In May 1998, the Department implemented the final phase of the Grants Administration and Payments System (GAPS), a key component of EDCAPS. GAPS supports grants management through the entire life-cycle of each grant by simplifying reporting, providing Internet access to the system, allowing modifications to payment requests prior to receipt of funds, and ensuring access to more timely and accurate financial information.
Also during 1998, the Department established policies and procedures that provided for the monthly reconciliation and reporting of financial data. This data was made available through EDCAPS for program and other managers to use in their day-to-day operations for decision-making and funds control.
The Department is committed to improving performance and accountability through performance-based contracting. We are now reviewing every contract for the maximum use of effective performance objectives, ensuring that each contract is stated in terms of results that support the Department's Strategic Plan. In 1996, the Department identified 66 contracts for conversion to performance-based service contracts. To date, the Department has converted 45 of those existing contracts. In addition, 16 new performance-based contracts were awarded. The average annual cost of these performance-based contracts combined is over $200 million.
Our emphasis on accountability extends to all senior Department officials and staff. We are the ones, after all, who are charged with implementing our Strategic and Annual Performance Plans. This is why, as Acting Deputy Secretary, I have insisted on annual performance agreements linked to measurable objectives for all senior officers. This is also why we have implemented a new performance assessment system for all employees that uses 360-degree review to assess performance against standards and goals that are revised annually.

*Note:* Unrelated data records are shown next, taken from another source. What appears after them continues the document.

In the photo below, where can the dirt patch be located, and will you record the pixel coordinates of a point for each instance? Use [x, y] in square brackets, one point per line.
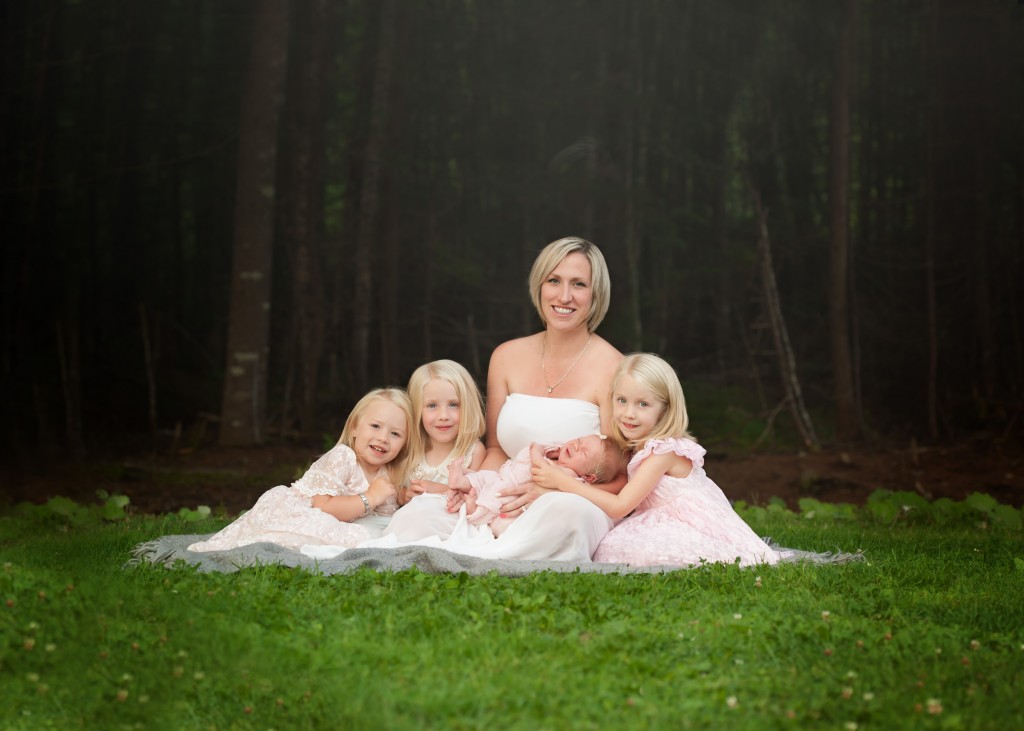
[232, 478]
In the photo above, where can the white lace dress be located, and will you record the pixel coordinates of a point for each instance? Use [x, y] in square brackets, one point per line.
[557, 526]
[285, 516]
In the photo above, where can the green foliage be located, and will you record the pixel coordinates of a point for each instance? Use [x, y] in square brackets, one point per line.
[925, 634]
[68, 512]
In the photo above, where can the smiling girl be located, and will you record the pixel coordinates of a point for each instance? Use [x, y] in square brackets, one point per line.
[346, 497]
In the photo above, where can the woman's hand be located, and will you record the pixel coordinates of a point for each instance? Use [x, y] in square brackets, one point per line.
[420, 486]
[518, 498]
[379, 491]
[545, 474]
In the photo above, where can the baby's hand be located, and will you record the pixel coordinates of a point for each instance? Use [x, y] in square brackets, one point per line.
[544, 474]
[454, 500]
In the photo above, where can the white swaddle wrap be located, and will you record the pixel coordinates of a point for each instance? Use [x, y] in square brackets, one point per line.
[547, 421]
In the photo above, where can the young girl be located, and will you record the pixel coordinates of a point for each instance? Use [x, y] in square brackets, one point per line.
[680, 517]
[345, 497]
[448, 402]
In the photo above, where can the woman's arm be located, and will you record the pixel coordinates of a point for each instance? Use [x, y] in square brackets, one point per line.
[644, 480]
[498, 391]
[349, 507]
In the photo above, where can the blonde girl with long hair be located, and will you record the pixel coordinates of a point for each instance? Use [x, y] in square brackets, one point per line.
[449, 407]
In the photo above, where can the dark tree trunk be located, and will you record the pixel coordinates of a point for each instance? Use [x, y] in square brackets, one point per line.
[244, 404]
[363, 299]
[847, 422]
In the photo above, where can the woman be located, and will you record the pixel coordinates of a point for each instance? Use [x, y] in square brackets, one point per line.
[548, 387]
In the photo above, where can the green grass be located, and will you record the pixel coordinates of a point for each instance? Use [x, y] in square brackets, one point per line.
[925, 634]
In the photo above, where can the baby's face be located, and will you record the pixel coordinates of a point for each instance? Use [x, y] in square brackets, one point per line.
[583, 455]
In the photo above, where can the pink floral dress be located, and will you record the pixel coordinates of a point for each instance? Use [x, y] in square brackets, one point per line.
[285, 515]
[683, 521]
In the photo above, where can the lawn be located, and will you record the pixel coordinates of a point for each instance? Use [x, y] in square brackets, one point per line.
[927, 633]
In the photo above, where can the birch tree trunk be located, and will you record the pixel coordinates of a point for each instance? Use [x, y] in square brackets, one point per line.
[244, 405]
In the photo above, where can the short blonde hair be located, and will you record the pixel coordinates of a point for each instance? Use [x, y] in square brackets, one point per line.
[397, 469]
[471, 421]
[656, 375]
[600, 282]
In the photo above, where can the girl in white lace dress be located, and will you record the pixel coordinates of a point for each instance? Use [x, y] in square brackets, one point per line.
[346, 497]
[679, 516]
[451, 412]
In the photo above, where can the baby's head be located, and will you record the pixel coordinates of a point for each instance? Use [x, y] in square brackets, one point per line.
[594, 458]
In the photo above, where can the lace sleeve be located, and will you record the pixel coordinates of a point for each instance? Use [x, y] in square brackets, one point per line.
[684, 447]
[337, 472]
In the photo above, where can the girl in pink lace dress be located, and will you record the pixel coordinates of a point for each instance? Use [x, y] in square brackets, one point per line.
[451, 424]
[346, 497]
[679, 516]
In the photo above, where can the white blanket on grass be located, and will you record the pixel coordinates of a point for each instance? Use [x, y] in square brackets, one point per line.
[170, 549]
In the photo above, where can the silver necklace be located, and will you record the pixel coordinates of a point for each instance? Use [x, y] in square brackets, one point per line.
[544, 371]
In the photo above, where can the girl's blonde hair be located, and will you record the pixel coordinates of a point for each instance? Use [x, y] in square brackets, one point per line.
[657, 376]
[471, 421]
[397, 469]
[600, 282]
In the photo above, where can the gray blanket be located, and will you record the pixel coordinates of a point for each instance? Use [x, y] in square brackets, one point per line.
[170, 549]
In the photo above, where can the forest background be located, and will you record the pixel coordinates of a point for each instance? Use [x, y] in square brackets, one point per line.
[229, 219]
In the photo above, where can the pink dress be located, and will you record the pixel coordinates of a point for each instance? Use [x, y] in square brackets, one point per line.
[684, 521]
[285, 516]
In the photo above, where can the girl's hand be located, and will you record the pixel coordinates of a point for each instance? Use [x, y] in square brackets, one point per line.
[379, 491]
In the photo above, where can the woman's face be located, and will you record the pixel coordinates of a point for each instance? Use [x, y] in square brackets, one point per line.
[566, 294]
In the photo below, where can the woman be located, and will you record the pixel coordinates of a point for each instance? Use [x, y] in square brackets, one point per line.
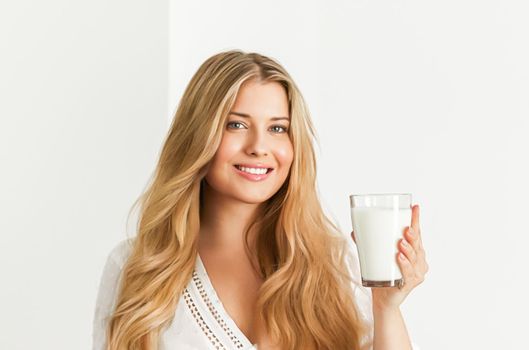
[233, 250]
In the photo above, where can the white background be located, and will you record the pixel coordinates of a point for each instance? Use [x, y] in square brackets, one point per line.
[425, 97]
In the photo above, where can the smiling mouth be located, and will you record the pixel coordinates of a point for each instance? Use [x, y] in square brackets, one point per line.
[268, 170]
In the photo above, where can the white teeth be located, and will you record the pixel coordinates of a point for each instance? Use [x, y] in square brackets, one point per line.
[254, 171]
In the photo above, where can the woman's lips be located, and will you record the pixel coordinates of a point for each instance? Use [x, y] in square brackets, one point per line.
[253, 177]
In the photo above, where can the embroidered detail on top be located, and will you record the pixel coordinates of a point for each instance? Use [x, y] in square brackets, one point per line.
[198, 317]
[214, 312]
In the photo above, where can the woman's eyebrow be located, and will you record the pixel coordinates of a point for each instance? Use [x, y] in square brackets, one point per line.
[244, 115]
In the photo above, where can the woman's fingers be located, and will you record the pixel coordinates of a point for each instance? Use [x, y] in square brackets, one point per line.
[408, 250]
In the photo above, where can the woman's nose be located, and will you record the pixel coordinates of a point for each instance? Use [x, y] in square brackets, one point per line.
[257, 144]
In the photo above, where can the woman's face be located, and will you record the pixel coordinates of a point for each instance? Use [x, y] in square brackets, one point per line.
[253, 142]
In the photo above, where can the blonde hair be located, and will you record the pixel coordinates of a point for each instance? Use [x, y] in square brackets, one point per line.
[306, 300]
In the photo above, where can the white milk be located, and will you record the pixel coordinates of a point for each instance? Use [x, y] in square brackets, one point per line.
[377, 232]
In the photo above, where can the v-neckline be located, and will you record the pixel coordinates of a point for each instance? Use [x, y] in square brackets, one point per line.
[200, 268]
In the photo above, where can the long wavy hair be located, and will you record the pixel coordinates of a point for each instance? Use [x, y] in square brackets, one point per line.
[306, 300]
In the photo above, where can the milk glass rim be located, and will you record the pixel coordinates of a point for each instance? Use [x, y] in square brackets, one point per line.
[379, 194]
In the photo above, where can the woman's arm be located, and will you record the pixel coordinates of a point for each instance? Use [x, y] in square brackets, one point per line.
[390, 330]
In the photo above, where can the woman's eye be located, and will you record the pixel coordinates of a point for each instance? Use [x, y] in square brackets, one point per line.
[283, 128]
[235, 123]
[279, 129]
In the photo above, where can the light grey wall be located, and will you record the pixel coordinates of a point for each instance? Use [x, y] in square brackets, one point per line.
[83, 113]
[408, 96]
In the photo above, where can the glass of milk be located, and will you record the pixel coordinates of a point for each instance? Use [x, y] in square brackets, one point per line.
[379, 221]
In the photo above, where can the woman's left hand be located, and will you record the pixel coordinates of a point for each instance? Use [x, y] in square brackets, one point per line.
[412, 262]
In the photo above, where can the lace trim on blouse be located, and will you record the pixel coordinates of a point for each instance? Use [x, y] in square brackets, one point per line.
[199, 278]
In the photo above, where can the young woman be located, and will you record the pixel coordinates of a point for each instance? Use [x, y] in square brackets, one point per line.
[233, 250]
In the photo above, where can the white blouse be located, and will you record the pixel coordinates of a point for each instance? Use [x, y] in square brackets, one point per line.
[200, 320]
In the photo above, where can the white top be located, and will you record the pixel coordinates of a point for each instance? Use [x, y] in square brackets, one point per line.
[200, 320]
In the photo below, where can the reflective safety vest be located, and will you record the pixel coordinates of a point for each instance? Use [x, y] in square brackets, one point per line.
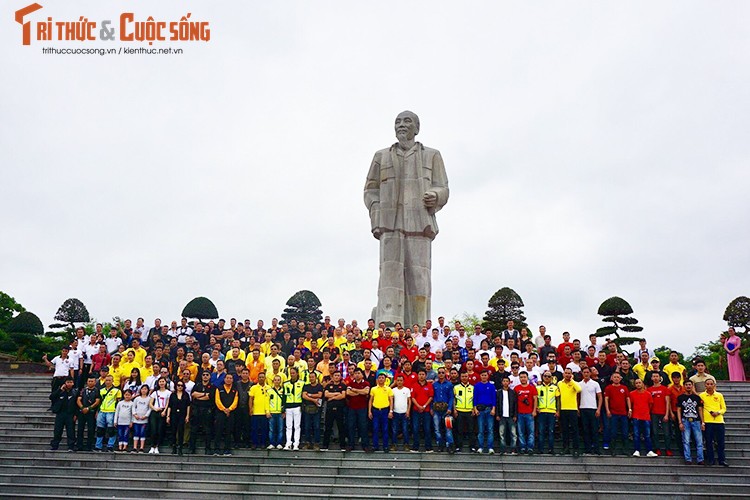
[275, 402]
[464, 395]
[293, 393]
[547, 401]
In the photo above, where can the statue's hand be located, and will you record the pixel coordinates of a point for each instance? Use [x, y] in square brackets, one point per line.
[430, 199]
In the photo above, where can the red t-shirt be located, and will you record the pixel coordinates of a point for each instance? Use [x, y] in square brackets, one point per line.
[618, 396]
[561, 348]
[421, 393]
[410, 354]
[526, 397]
[659, 395]
[642, 403]
[563, 360]
[357, 402]
[409, 380]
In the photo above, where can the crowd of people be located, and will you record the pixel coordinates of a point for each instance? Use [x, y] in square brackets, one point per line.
[423, 388]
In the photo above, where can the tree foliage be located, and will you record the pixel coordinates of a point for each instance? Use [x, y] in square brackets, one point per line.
[8, 307]
[70, 312]
[504, 305]
[26, 322]
[737, 313]
[303, 306]
[617, 311]
[200, 308]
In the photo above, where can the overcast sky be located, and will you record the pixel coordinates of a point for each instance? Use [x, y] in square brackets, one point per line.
[592, 148]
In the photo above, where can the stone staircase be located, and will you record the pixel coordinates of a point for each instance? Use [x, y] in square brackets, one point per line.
[29, 470]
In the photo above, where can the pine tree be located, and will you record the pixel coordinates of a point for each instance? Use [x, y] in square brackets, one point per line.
[303, 306]
[504, 305]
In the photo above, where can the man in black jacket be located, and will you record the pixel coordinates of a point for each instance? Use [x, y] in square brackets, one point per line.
[88, 401]
[64, 407]
[505, 413]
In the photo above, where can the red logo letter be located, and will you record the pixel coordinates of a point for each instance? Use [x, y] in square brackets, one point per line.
[26, 26]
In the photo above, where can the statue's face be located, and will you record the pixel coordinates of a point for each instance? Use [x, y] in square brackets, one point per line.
[406, 126]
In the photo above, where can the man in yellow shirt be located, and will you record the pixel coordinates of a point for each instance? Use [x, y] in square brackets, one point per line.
[714, 409]
[568, 390]
[380, 409]
[138, 351]
[674, 366]
[259, 412]
[274, 354]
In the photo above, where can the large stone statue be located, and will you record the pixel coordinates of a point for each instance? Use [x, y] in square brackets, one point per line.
[406, 185]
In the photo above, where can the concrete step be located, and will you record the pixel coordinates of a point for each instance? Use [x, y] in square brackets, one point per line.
[392, 486]
[171, 467]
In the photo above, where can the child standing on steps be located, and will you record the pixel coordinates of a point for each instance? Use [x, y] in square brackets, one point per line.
[124, 420]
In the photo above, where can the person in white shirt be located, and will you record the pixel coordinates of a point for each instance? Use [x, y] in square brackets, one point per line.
[421, 338]
[62, 365]
[436, 342]
[113, 342]
[539, 339]
[592, 343]
[590, 407]
[183, 332]
[510, 348]
[534, 372]
[401, 411]
[478, 336]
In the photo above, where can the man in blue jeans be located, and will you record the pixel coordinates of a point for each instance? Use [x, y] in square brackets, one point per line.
[357, 395]
[485, 397]
[526, 401]
[690, 418]
[442, 405]
[422, 394]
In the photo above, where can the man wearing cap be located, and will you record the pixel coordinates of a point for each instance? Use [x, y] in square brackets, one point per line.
[63, 367]
[64, 407]
[202, 414]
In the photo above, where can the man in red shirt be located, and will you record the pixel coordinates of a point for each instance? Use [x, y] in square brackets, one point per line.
[473, 375]
[565, 357]
[410, 377]
[357, 398]
[422, 394]
[526, 407]
[411, 352]
[617, 404]
[565, 343]
[642, 403]
[661, 415]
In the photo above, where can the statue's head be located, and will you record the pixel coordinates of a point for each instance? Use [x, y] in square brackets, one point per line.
[407, 125]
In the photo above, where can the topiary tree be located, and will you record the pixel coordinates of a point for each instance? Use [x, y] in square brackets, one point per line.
[200, 308]
[303, 306]
[737, 314]
[8, 307]
[70, 312]
[504, 305]
[617, 311]
[24, 331]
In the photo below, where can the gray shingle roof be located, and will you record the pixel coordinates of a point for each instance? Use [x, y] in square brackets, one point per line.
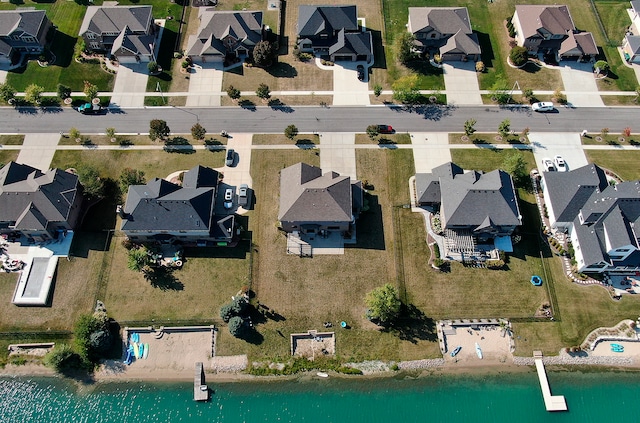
[306, 195]
[36, 198]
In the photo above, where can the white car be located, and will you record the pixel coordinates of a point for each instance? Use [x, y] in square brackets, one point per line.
[544, 106]
[561, 165]
[228, 198]
[547, 165]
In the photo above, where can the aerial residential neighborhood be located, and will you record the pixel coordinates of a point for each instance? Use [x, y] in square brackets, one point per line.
[290, 186]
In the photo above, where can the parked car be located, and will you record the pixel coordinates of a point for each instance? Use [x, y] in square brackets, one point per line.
[561, 165]
[90, 109]
[228, 198]
[243, 195]
[547, 165]
[231, 155]
[544, 106]
[385, 129]
[360, 70]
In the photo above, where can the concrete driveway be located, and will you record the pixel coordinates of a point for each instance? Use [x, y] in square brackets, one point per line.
[550, 144]
[205, 80]
[239, 173]
[580, 84]
[130, 85]
[338, 153]
[347, 90]
[430, 149]
[461, 83]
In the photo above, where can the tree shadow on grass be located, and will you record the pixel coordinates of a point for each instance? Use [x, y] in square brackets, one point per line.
[164, 279]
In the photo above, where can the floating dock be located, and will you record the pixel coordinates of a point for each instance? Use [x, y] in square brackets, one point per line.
[551, 402]
[200, 389]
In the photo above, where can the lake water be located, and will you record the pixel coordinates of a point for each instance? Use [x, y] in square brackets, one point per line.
[591, 397]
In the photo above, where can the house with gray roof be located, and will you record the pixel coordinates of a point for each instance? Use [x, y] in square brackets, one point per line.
[312, 202]
[23, 33]
[333, 32]
[224, 34]
[162, 211]
[549, 29]
[445, 31]
[474, 204]
[125, 33]
[600, 218]
[38, 205]
[631, 42]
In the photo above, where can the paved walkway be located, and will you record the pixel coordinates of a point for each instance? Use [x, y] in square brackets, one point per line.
[461, 82]
[430, 149]
[580, 84]
[43, 147]
[130, 86]
[205, 85]
[342, 158]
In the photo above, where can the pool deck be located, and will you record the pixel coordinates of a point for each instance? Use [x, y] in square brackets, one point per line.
[551, 402]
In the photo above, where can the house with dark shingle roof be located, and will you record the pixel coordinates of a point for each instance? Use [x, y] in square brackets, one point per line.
[549, 29]
[483, 204]
[600, 218]
[224, 33]
[162, 211]
[23, 33]
[311, 202]
[38, 205]
[125, 33]
[445, 31]
[333, 31]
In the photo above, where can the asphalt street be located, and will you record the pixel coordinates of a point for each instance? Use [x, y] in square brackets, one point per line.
[264, 119]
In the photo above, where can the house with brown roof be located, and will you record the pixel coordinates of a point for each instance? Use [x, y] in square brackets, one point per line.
[549, 30]
[225, 35]
[125, 33]
[312, 202]
[445, 31]
[23, 33]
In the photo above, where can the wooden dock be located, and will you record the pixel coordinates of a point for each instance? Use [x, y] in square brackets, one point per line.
[200, 389]
[551, 402]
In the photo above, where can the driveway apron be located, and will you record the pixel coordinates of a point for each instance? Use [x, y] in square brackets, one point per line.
[130, 85]
[550, 144]
[203, 83]
[580, 85]
[337, 153]
[38, 150]
[430, 149]
[347, 90]
[461, 83]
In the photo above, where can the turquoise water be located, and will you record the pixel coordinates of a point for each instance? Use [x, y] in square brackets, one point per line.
[600, 397]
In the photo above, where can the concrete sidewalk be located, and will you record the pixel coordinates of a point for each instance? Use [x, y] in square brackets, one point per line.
[39, 150]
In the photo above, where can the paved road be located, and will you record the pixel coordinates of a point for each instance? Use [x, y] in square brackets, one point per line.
[319, 119]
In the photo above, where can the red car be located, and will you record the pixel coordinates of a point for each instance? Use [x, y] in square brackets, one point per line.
[385, 129]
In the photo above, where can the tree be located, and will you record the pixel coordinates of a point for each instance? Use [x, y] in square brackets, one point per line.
[519, 56]
[91, 182]
[404, 47]
[372, 131]
[504, 128]
[33, 93]
[469, 127]
[263, 53]
[291, 132]
[158, 129]
[263, 92]
[63, 91]
[233, 92]
[90, 90]
[131, 177]
[198, 132]
[383, 304]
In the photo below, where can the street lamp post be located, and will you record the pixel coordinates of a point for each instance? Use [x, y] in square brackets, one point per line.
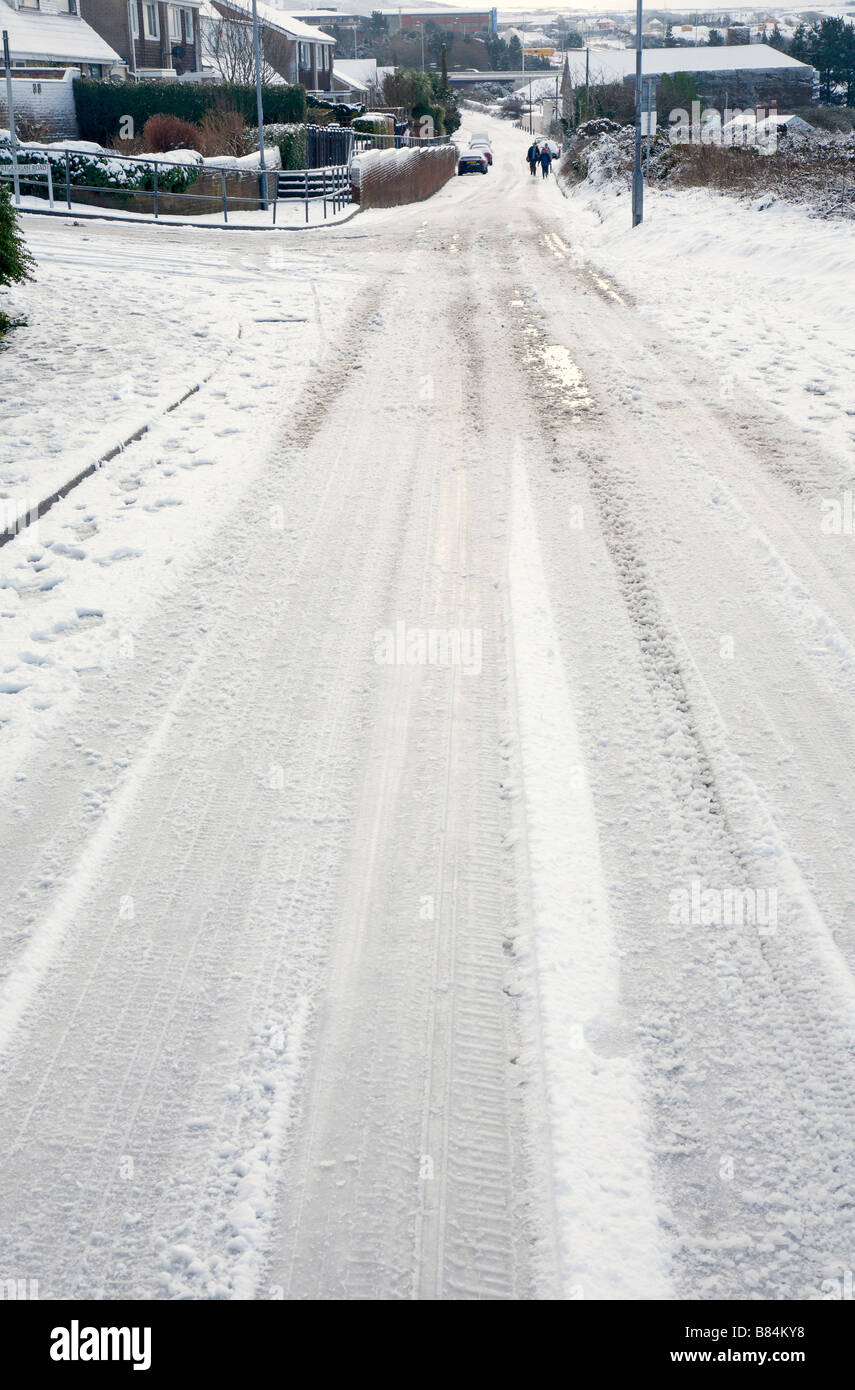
[10, 103]
[637, 173]
[260, 107]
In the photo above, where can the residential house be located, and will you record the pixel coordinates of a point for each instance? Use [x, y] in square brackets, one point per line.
[156, 39]
[298, 52]
[50, 45]
[52, 34]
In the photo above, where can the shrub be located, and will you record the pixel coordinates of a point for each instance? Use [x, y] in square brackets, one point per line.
[292, 148]
[163, 132]
[100, 106]
[15, 262]
[224, 132]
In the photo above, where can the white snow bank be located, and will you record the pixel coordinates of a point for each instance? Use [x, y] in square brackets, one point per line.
[763, 292]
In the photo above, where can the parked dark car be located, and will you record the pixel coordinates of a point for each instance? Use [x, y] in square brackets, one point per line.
[473, 161]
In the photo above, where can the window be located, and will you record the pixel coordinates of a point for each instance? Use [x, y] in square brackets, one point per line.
[150, 21]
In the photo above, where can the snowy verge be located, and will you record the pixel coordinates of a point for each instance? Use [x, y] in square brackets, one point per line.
[762, 292]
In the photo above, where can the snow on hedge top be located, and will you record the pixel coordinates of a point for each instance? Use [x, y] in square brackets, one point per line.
[56, 36]
[615, 64]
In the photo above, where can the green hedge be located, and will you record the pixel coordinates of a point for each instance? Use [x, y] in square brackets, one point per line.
[292, 148]
[100, 106]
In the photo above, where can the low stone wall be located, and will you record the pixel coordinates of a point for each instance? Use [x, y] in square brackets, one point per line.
[388, 178]
[43, 100]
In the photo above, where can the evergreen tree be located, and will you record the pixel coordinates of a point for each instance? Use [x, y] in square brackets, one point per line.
[15, 262]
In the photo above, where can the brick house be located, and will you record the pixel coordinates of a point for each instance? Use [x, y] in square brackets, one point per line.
[155, 38]
[298, 52]
[49, 45]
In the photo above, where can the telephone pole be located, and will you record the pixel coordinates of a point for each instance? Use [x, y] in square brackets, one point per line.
[637, 173]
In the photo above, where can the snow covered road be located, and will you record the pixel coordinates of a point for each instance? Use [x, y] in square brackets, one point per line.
[430, 876]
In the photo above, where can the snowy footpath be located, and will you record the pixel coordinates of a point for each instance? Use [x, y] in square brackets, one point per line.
[427, 799]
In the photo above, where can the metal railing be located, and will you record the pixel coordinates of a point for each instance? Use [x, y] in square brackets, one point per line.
[363, 139]
[221, 188]
[18, 171]
[330, 186]
[327, 146]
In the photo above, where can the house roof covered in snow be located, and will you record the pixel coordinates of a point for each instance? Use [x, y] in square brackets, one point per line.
[53, 38]
[615, 64]
[277, 20]
[359, 71]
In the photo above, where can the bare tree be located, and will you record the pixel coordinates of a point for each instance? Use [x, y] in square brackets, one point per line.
[228, 47]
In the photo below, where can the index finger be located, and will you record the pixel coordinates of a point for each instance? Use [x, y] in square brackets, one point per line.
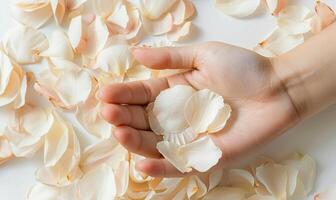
[139, 92]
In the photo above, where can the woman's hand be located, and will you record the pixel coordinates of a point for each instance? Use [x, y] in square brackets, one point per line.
[261, 106]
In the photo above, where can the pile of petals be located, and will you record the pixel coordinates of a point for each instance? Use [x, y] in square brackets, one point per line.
[292, 178]
[48, 76]
[295, 23]
[181, 114]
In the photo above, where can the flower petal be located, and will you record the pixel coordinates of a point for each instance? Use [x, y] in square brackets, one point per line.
[201, 154]
[24, 44]
[98, 184]
[237, 8]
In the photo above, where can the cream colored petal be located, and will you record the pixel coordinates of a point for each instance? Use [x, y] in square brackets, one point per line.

We are using technology to serve customers today in ways that were barely imaginable 10 years ago. Thousands of publications and research reports from the Department are now available on the desktop of anyone with access to the Internet, and we are adding new publications every week. Online forums allow thousands of teachers and others to share ideas on key education challenges.
A growing number of our programs are using technology to strengthen their work. For example, a web site maintained by the 21st Century Community Learning Centers program features examples of winning proposals from last year's competition. The Comprehensive School Reform Demonstration program provides grantees with regular email updates and also a searchable database of award recipients, so that schools adopting a particular reform model may contact each other.
These are glimpses of where we are going, what we are becoming. We are becoming a learning organization. We are using technology to create a constant and nearly instantaneous feedback loop that teaches us how to serve our customers better, faster, and more directly. As a result, our customers spend less time looking for information and more time using it to improve the performance of their schools and students.
With your help, we will continue this learning process and create a high-performance agency that successfully blends flexibility and accountability to meet the needs of all its customers.
I will be happy to take any questions you may have.